Heads won’t roll. Journal editors won’t resign. NEJM won’t publish retractions or “choose to improve reviewer process”. Therefore, most publishing happens at the “lower level” without an iota of review process (or checking integrity of drawn conclusions) or “high-profile” citation rings that damage the credibility of science.
However, China is definitely improving its practical applications in Quantum Computing (and hold your breadth)- AI. The closest example of a consumer grade AI is “TikTok”, that has the best personalisation engine on the planet.
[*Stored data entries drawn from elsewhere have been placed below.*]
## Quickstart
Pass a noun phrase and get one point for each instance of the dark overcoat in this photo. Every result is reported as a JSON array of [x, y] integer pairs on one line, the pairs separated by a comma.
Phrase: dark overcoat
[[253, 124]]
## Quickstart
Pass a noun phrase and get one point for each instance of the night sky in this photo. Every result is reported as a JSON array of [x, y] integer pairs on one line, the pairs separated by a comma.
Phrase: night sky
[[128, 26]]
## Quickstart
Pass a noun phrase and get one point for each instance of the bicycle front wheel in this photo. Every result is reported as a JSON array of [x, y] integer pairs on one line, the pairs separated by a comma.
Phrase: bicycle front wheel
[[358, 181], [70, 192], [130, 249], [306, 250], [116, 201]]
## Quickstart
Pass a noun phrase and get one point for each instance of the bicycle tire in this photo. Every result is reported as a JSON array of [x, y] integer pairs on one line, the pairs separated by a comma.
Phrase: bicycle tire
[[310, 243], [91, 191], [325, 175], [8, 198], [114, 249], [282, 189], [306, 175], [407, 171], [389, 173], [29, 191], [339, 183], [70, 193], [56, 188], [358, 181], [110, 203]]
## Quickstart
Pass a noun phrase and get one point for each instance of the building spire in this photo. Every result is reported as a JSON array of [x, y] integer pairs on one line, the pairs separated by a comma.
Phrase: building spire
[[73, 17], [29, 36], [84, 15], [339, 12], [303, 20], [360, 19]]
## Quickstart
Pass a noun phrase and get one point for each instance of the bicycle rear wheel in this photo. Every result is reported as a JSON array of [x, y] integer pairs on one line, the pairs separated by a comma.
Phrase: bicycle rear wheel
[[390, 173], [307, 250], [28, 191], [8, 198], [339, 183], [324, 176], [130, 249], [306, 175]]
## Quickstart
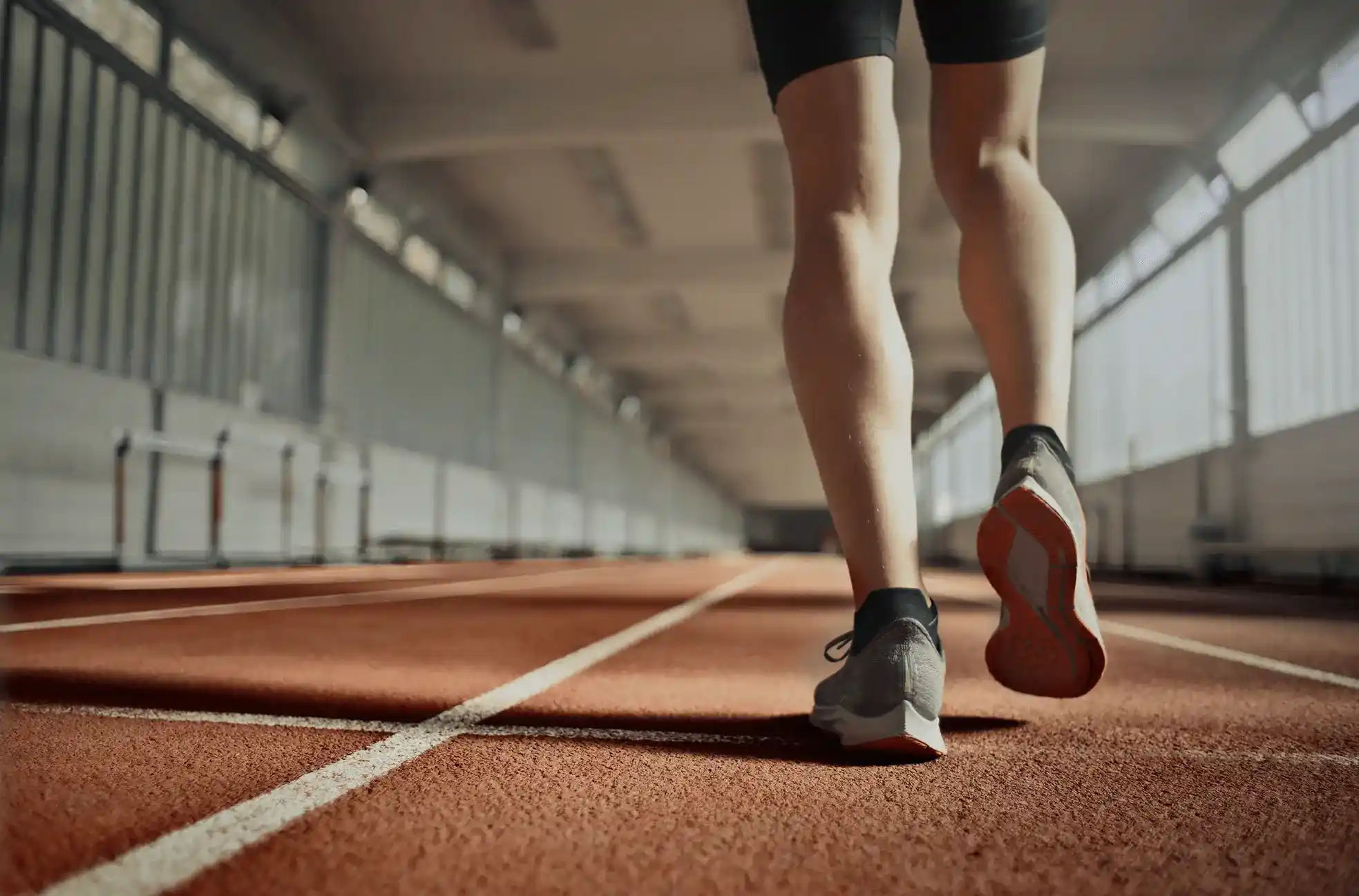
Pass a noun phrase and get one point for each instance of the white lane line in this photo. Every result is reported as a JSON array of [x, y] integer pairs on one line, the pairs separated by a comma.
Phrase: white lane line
[[1301, 759], [1150, 637], [207, 717], [174, 858], [352, 598], [324, 724], [620, 734]]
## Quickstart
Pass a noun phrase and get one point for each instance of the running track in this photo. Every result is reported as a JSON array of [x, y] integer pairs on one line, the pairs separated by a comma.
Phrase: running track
[[639, 727]]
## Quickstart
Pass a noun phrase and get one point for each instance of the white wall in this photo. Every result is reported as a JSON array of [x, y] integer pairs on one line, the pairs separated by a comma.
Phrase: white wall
[[56, 457]]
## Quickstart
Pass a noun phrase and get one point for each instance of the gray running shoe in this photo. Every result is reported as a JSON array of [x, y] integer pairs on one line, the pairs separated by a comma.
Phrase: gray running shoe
[[1032, 546], [889, 692]]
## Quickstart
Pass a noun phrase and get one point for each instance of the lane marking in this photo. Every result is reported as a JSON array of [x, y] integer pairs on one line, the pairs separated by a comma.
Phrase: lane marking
[[1203, 649], [324, 724], [312, 601], [1150, 637], [177, 857], [632, 736], [208, 717], [1305, 759]]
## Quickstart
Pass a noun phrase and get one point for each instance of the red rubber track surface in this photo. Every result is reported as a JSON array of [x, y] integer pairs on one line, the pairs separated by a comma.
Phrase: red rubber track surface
[[684, 763]]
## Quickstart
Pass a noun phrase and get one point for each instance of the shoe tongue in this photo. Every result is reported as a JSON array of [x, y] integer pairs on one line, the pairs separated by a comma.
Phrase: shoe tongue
[[885, 607]]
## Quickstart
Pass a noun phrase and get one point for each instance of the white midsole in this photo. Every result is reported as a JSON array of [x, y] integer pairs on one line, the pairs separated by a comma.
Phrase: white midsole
[[864, 729]]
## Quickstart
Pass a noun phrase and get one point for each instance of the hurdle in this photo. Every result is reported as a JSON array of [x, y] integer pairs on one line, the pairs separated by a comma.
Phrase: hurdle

While there has been a race towards an “ARPA-model” for everything under the sun, it isn’t easy to replicate. There’s even a book for that. (External link opening up in Amazon). I haven’t read it so far, but it appears promising.
The rise of ‘ARPA-everything’ and what it means for science
Scientists who have studied the DARPA model say it works if applied properly, and to the right, ‘ARPA-able’ problems. But replicating DARPA’s recipe isn’t easy. It requires the managers who build and run an agency’s grant programmes to have the freedom to assemble research teams and pursue risky ideas in promising fields that have typically been neglected by conventional industrial research and development programmes. Critics aren’t yet sure how ARPA-H, ARPA-C and ARIA will fare.
I am planning to follow this up with a different blog post.